Tribunal Administratif de MELUN — Décision N° TA77-2313236

mardi 7 mai 2024

JuridictionTribunal Administratif de MELUN
SectionTribunal Administratif de MELUN
N° DossierTA77-2313236
TypeOrdonnance
RecoursExcès de pouvoir

Texte intégral

Vu la procédure suivante :

Par une requête enregistrée le 11 décembre 2023, Mme B A, représentée par Me Tigoki, demande au tribunal :

1°) d'annuler la décision par laquelle la préfète du Val-de-Marne a implicitement rejeté sa demande de titre de séjour ;

2°) d'enjoindre à la préfète du Val-de-Marne, à titre principal, de lui délivrer le titre de séjour demandé dans un délai d'un mois à compter de la décision à intervenir, sous astreinte de 150 euros par jour de retard ;

3°) d'enjoindre à la préfète du Val-de-Marne, à titre subsidiaire, de réexaminer sa situation, dans les mêmes conditions de délai et d'astreinte ;

4°) de mettre à la charge de l'État le versement de la somme de 2 000 euros à Me Tigoki au titre des articles L. 761-1 du code de justice administrative et 37 de la loi du 10 juillet 1991, sous réserve de la renonciation de ce conseil au bénéfice de l'aide juridictionnelle, ainsi que les entiers dépens.
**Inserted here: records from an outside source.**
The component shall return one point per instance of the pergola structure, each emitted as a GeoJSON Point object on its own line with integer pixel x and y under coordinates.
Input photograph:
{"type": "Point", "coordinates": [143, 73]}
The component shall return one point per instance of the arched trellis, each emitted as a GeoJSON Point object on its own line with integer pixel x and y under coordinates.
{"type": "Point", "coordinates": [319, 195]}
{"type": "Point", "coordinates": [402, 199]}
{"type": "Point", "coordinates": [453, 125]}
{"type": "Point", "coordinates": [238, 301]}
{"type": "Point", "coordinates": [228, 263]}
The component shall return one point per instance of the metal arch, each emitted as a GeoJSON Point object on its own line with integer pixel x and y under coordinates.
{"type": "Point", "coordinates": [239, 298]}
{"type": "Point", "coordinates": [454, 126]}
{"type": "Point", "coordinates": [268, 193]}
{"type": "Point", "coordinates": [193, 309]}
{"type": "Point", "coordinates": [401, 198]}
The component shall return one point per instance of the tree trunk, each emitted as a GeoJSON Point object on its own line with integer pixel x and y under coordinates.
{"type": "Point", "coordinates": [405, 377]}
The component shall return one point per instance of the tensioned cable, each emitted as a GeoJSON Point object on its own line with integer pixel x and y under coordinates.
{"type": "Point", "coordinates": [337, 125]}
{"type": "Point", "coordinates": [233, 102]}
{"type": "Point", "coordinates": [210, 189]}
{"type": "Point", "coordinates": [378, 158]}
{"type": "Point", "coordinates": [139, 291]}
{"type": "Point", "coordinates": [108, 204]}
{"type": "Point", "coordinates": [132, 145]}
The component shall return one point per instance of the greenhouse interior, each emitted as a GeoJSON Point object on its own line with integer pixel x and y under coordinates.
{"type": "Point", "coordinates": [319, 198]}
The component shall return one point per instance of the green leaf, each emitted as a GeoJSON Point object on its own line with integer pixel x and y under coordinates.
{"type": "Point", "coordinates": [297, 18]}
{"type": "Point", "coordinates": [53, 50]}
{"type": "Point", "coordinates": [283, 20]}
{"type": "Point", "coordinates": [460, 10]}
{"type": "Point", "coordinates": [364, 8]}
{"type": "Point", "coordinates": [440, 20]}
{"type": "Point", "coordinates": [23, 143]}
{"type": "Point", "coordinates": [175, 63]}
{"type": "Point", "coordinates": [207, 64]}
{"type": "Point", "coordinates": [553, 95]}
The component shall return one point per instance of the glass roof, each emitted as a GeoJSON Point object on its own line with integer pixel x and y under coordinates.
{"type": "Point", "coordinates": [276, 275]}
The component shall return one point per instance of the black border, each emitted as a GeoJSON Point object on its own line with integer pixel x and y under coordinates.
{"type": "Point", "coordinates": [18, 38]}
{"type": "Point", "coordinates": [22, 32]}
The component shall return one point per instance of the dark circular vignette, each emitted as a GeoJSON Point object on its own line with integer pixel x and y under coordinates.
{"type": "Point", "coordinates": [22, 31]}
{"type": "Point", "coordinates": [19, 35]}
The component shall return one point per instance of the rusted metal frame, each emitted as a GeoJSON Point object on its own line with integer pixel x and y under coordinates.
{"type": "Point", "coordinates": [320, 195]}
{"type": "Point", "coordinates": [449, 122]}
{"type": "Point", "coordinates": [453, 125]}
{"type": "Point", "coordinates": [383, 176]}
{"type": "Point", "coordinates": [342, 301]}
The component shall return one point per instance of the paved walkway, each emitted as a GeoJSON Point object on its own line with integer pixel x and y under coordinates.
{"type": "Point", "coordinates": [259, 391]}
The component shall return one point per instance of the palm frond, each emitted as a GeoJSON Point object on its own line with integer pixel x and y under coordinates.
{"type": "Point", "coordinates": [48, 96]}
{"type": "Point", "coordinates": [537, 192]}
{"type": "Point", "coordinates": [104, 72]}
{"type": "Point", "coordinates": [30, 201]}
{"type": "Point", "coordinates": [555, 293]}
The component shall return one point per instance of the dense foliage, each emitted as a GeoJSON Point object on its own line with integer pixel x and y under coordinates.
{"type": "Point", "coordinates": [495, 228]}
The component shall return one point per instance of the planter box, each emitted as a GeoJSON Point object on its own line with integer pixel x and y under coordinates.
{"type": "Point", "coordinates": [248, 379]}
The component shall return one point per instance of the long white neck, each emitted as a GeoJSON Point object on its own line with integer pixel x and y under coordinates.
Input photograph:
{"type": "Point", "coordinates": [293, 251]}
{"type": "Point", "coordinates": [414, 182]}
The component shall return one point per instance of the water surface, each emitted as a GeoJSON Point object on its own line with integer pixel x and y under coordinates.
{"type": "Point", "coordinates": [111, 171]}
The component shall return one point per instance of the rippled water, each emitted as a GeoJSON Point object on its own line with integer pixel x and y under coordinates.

Par des mémoires en défense enregistrés le 23 janvier 2024 et le 29 mars 2024, la préfète du Val-de-Marne conclut à ce que le tribunal prononce un non-lieu à statuer, un titre de séjour ayant été délivré à Mme A.

Vu les autres pièces du dossier.

Vu :

- la loi du 10 juillet 1991 ;

- le code de justice administrative.

Considérant ce qui suit :

1. Aux termes de l'article R. 222-1 du code de justice administrative : " () les présidents de formation de jugement des tribunaux () peuvent, par ordonnance : 3Constater qu'il n'y a pas lieu à statuer sur une requête () / 5° Statuer sur les requêtes qui ne présentent plus à juger de questions autres que la condamnation prévue à l'article L. 761-1 ou la charge des dépens ; () ".

2. Par sa requête, Mme A demande au tribunal d'annuler la décision implicite par laquelle la préfète du Val-de-Marne a rejeté sa demande de titre de séjour et d'enjoindre à cette même autorité de lui délivrer un titre de séjour ou, à défaut, de réexaminer sa demande.

3. D'une part, il ressort des pièces du dossier que, postérieurement à l'introduction de la requête, la préfète du Val-de-Marne a remis à Mme A, le 20 mars 2024, une carte de séjour temporaire valable du 28 février 2024 au 27 février 2025. Eu égard à la délivrance de ce titre de séjour, les conclusions aux fins d'annulation présentées par Mme A sont devenues sans objet, il n'y a dès lors plus lieu d'y statuer, et les conclusions aux fins d'injonction et d'astreinte ne peuvent, par voie de conséquence, qu'être rejetées.

4. D'autre part, dans les circonstances de l'espèce, il n'y a pas lieu d'accorder la somme sollicitée par Mme A au titre des frais de l'instance. Dans ces conditions, et alors au demeurant que la requérante n'a pas été admise au bénéfice de l'aide juridictionnelle et n'a d'ailleurs pas formulé de demande en ce sens, ses conclusions présentées sur le fondement des articles 37 de la loi du 10 juillet 1991 relative à l'aide juridique et L. 761-1 du code de justice administrative ne peuvent être accueillies. En outre, la présente instance n'ayant pas donné lieu à des dépens, il n'y a pas lieu d'accueillir les conclusions tendant à ce qu'ils soient mis à la charge de l'État.

O R D O N N E :

Article 1er : Il n'y a pas lieu de statuer sur les conclusions aux fins d'annulation de la requête de Mme A.

Article 2 : Le surplus des conclusions de la requête est rejeté.

Article 3 : La présente ordonnance sera notifiée à Mme B A, à Me Tigoki, et à la préfète du Val-de-Marne.

Le président de la 2ème chambre,

D. LALANDE

La République mande et ordonne à la préfète du Val-de-Marne, en ce qui la concerne, ou à tous commissaires de justice à ce requis en ce qui concerne les voies de droit commun contre les parties privées de pourvoir à l'exécution de la présente ordonnance.